Many of us remember the misery of catching the chickenpox before there was a vaccine. The itching, fever, and aches that lasted several days were a hallmark of many childhoods. Happily, most people who caught the chicken pox developed lifetime immunity, meaning they would never catch it again. And today, a chickenpox vaccine makes the disease much less common in our country.
Unfortunately, though, that’s only part of the story. If you had chickenpox in your lifetime, the virus is still in your body. And in some people, this virus, known as varicella-zoster, can “reactivate” and cause shingles, a skin rash that can cause intense pain that lasts weeks or even months. It’s estimated that nearly one-third of all people in the U.S. will get shingles.
Who’s at risk of getting shingles?
Experts don’t know why some people get shingles and others don’t. What is known, however, is that anyone who’s had the chickenpox is susceptible. It does seem to flare up when the immune system is compromised from illness or certain medications, and it’s most common in adults over the age of 60.
Shingles symptoms and complications
Shingles appears as a blistery rash, generally wrapping around one side of your body like a stripe, although it can appear anywhere. It may also cause flu-like symptoms including fever, upset stomach, and headache. The rash typically crusts over within 10 days, and disappears by two weeks.
Unlike regular chickenpox, shingles tends to be extremely painful.

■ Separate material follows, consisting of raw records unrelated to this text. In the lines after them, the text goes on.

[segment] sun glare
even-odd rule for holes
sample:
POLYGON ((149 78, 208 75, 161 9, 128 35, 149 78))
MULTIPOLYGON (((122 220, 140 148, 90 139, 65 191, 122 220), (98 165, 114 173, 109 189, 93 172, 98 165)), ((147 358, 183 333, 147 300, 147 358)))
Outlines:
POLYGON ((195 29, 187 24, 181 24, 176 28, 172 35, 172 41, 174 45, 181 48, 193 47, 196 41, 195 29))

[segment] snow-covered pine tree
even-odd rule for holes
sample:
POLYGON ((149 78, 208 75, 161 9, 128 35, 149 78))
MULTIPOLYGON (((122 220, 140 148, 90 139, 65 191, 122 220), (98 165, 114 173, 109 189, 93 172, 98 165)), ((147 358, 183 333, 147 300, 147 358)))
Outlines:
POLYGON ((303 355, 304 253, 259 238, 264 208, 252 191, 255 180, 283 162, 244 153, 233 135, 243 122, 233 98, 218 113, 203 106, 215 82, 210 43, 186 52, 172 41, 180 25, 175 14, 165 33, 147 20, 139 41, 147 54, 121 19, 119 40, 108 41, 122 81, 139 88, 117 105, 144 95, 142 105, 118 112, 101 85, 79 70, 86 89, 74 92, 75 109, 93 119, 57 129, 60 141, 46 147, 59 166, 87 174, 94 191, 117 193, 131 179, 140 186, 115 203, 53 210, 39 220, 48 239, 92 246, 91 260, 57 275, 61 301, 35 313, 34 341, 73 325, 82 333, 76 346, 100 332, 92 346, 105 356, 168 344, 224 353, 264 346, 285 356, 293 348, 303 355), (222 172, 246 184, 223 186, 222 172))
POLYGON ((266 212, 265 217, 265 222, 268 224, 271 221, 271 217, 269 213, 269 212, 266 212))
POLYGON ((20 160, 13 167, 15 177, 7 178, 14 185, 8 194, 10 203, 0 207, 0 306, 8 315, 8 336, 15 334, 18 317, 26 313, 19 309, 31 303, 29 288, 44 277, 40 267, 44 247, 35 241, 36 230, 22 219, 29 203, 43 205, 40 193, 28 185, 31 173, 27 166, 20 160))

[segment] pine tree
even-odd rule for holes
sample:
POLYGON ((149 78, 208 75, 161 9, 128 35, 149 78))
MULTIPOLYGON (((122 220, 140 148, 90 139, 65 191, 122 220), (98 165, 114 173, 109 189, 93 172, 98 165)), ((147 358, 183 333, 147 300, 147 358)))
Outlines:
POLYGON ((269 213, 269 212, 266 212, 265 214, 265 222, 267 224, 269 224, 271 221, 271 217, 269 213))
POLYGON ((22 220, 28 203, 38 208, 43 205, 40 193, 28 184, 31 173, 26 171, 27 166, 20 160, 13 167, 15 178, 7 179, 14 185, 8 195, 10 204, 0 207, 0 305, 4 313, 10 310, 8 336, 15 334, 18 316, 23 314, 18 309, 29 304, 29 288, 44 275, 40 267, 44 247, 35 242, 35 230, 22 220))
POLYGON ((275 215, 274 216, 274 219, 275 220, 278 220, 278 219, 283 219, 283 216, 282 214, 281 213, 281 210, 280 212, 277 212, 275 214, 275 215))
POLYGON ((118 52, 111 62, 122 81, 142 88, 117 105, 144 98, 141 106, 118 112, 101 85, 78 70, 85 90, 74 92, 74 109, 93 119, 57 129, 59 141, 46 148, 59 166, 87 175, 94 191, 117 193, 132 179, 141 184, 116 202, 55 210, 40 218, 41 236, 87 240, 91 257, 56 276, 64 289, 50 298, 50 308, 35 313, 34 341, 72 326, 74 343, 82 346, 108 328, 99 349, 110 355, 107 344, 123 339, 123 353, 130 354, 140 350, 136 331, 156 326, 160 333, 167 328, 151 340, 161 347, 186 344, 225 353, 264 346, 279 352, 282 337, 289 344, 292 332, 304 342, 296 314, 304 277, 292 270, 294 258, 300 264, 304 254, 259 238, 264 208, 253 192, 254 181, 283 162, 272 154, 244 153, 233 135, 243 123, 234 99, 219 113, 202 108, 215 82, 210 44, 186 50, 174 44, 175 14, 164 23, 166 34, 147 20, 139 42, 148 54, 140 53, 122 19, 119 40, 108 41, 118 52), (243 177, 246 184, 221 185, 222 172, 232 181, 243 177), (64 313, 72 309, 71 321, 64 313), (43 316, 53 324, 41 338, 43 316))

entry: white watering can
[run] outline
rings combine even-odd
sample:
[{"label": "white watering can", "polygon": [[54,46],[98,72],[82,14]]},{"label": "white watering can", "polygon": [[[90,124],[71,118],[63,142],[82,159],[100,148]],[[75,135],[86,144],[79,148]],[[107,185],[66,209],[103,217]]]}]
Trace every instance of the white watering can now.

Some people develop a complication known as post-herpetic neuralgia (PHN), which causes often severe pain in the area of shingles long after the rash has cleared.
How can I prevent shingles?
The only effective way to help prevent shingles is with a shingles vaccine. It can cut your chances of getting shingles by about half, and may make your case less severe if you do get it. If you are over the age of 60 and you’ve had the chickenpox, the CDC recommends you get the shingles vaccine to help prevent this painful condition. In addition, starting antiviral medications soon after symptoms appear may help shorten the duration of shingles.
If you or a loved one develops shingles, it’s important to stay away from people who are not immune to chickenpox until the blisters have crusted over. This may include infants who haven’t been vaccinated yet, and others who have never contracted the chickenpox or been vaccinated. Contact with the shingles rash can spread chickenpox to susceptible people.
The bottom line: If you’re over 60, talk with your physician about the shingles vaccine, and know the symptoms of shingles so you can get treatment — and relief — as soon as possible.